Brexit and the Single Market: You say Article 50, we say Article 127?

von Tobias Lock

Hard on the heels of the Article 50 case heard last week by the UK Supreme Court, comes the announcement of another challenge to the UK Government’s Brexit plans, this time based on Article 127 of the EEA agreement. Much like Article 50 TEU, that provision allows contracting parties to the EEA agreement to withdraw from it. As an EU Member State the UK is also a party to the European Economic Area (EEA), which – in a nutshell – extends the EU’s single market to three further countries – Norway, Iceland, and Liechtenstein. All three are members of the European Free Trade Association (EFTA).

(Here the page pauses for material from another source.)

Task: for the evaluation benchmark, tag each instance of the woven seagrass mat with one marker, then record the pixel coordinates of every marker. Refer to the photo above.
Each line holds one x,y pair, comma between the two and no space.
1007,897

The claimants in the Article 127 challenge contend that withdrawal from the EU under Article 50 will not lead to withdrawal from the EEA, given that with Article 127 the EEA agreement contains its own termination clause. Hence their argument goes that unless the Government also triggers Article 127, the UK will stay in the EEA even after Brexit; and that would mean that the UK would remain in the single market.

Much like the Article 50 case, the impending court case therefore seeks a declaration by the High Court that the Government cannot trigger Article 127 without prior approval of Parliament. The claimants’ hope is that while Parliament may feel politically bound by the EU referendum result to allow the Government to leave the EU, it may not vote in favour of leaving the EEA, viz. the single market, as this was not a question on the ballot paper.

It is the aim of this blogpost to identify the three main hurdles the claimants are likely to be facing and discuss whether these can be overcome.

The first hurdle will be to convince the High Court that the UK would formally remain a member of the EEA even after withdrawal from the EU. The main issue in this regard is that the EEA agreement is really an agreement between the EU and EFTA states. It is only open to members of either organisation and not to third countries ...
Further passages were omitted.